Question

Which is correct for gases showing attraction behaviour?
A.\[{{\left( \dfrac{dV}{dP} \right)}_{T}}<0\]
B.\[{{\left( \dfrac{d}{dP}PV \right)}_{T}}>0\]
C.\[{{\left( \dfrac{d}{dP}PV \right)}_{T}}<0\]
D.All of these

Answer 1

Hint: We know that the ideal gases are those gases which obey kinetic molecular theory of gases. In the ideal behaviour of gases, the volume occupied by gas molecules and forces of attraction between molecules is not considered.

Complete answer:
Real gases deviate from the behaviour of ideal gases since the real gas molecules do not satisfy mainly these two conditions of ideal gases. The theory was introduced to explain the behaviour of gases. The gas molecules were assumed as spheres in this theory and there were mainly two assumptions related to the kinetic theory of gases. When compared to the total volume occupied by the gas, the volume occupied by the gas molecules is negligibly small.
It is considered that there is no force of attraction between gas molecules and hence the collision between molecules are treated as elastic. Only at a higher temperature and lower pressure, the volume occupied by the gas molecules is negligible when compared to the total volume of gas. At lower temperatures and higher pressures, the molecules become compressed and the volume of gas molecules become significant Thus, the first assumption holds only at specific conditions.
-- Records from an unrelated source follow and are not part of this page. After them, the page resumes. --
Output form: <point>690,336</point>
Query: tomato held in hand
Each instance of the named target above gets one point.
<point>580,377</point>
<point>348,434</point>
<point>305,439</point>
For one mole of gas $\Rightarrow Z=\dfrac{PV}{RT}$ ………(i)
Also, $Z=\dfrac{Observed\text{ }Molar\text{ }Volume}{Ideal\text{ }Molar\text{ }Volume},$ for attraction behaviour; $Z<1.$
Thus, by equating above equation and $Z<1$ we get; $\dfrac{PV}{RT}<1.$
At constant temperature (T) $PV < RT$ since \[RT=constant.\]
$P{{\left( \dfrac{dV}{dP} \right)}_{T}}+V{{\left( \dfrac{dV}{dP} \right)}_{T}}<0$ since $\dfrac{d}{dP}\left( constant \right)=0.$
$\Rightarrow P{{\left( \dfrac{dV}{dP} \right)}_{T}}+V<0$ here P cannot be negative, and volume also cannot be negative.
$\underset{\left[ +ve \right]}{\mathop{P}}\,{{\left( \dfrac{dV}{dP} \right)}_{T}}+\underset{\left[ +ve \right]}{\mathop{V}}\,<0$ since $PV < RT.$
Thus, \[{{\left( \dfrac{d}{dP}PV \right)}_{T}}<0\] since $RT=constant$ and $\dfrac{d}{dP}RT=0$
Therefore, the correct answer is option C.

Note:
Remember that it should be noted that the completely ideal gas behaviour is a hypothetical concept. In ideal behaviour of gases, the gas molecules do not have any interaction and do not occupy space, as assumed in the kinetic theory of gases.